Friday, April 6, 2012

"Not before Good Friday"

"Not before Good Friday," was her gardening mantra. 

 
 My grandmother, Joan  (of Joan and Hughsey and the Gin Martinis), had quite the green thumb.  She always maintained an impeccable yard and a beautiful garden.  She attended her Green Acres Garden Club meetings regularly, and their highly coveted "Garden of the Month" sign frequently found itself planted in her front yard.  One of my favorite memories is of the time my father, ever the prankster, "stole" the sign and placed it in front of our house.  The irony was that, at the time, my sisters and I were at a standoff over who would weed our overgrown garden and spread the mulch that had been sitting in bags next to the garage for 2 weeks.  Certain that gardening thieves had stolen the sign for themselves, Grandma immediately called the police and reported it stolen.  Needless to say when she arrived at our house later that evening
(as she did almost every day), she was not amused.

This was her copy of George Fitzley's Growing and Preserving Your Own Fruits and Vegetables that  I now keep in my kitchen

Gardening was a point of pride for my grandmother.  She read books, subscribed to magazines, and attended lectures all about gardening.  She knew her stuff and her marching orders were you DID NOT put any new plants in the ground before Good Friday in New Orleans.  The method to her madness was that by Good Friday the risk of a lingering hard freeze was all but eliminated.


 Each spring, at the first sign of warming weather I always get the itch to head to the nursery and break out the gardening tools, but then I hear her saying those words with her heavy New Orleans accent. "Not before Good Friday."  As far as time lines go, it seems a rather arbitrary day, especially since Easter and Good Friday follow the liturgical calendar and therefore fall on different days each year.  But one thing I've learned is you don't argue with Joan.

It has been a few years now since she passed away, but I always think of her most around Easter time and, of course, Good Friday.  She would always hide eggs in the back yard and the Easter Bunny would always make his way to her house with baskets for me and my 3 younger sisters.  Before we were too old and too cool to appreciate them, she would make us gorgeous smocked Easter dresses with cross stitched collars to go with our new patent leather shoes.

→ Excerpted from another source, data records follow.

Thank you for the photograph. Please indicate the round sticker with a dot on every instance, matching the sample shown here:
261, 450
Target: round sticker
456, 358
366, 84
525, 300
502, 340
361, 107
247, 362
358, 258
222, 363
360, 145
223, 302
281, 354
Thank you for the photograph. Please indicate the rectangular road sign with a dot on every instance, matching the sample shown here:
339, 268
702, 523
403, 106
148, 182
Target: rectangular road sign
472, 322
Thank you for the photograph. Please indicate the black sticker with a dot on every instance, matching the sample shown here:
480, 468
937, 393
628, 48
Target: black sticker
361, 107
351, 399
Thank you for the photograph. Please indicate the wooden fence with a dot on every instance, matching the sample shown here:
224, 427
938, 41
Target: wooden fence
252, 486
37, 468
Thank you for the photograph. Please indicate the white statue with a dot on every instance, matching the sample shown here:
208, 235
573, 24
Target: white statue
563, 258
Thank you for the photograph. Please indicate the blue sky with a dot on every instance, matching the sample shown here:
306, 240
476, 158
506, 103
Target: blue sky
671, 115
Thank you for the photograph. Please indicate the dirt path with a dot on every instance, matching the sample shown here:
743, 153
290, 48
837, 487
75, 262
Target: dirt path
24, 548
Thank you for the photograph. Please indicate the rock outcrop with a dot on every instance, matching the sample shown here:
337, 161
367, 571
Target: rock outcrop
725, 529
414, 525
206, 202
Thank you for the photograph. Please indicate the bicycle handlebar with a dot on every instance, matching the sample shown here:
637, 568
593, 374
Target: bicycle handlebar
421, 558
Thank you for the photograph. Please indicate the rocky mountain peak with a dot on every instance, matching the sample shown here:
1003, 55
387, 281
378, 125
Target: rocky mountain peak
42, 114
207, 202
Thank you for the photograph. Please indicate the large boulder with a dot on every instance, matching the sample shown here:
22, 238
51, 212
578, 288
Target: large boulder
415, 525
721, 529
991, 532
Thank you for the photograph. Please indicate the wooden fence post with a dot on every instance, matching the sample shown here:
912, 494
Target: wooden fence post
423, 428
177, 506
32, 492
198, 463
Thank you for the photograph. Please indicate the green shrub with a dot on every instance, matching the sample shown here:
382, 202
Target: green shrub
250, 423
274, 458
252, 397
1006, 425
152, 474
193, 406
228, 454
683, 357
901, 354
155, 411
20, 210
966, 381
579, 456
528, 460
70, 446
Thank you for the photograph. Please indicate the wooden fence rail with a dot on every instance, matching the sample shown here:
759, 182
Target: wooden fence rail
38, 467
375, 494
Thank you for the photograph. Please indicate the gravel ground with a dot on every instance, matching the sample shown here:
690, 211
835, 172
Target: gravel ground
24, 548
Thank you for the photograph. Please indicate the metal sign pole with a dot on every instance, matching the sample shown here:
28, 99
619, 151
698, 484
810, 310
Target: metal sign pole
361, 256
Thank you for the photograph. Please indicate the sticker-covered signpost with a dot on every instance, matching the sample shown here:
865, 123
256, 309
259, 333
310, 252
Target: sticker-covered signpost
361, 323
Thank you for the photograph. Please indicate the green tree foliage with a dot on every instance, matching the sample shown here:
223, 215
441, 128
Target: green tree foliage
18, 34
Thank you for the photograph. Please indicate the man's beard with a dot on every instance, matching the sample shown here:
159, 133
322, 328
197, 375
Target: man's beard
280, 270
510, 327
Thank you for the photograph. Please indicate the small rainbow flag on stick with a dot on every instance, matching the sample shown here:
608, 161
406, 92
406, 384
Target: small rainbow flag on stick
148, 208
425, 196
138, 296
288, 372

This is me just before I turned 1 on Easter Sunday at my Grandparents' house


Now that I am all grown up with a family and children of my own, I wish William and Henry had gotten the opportunity to meet her.  She would have cross stitched John Johns until the cows came home and probably shown up at our house every evening just as she had done at my parents' for years.   I may never be one tenth the gardener she was, but as long as there are Easter Sundays, there will be Good Fridays and memories of Grandma.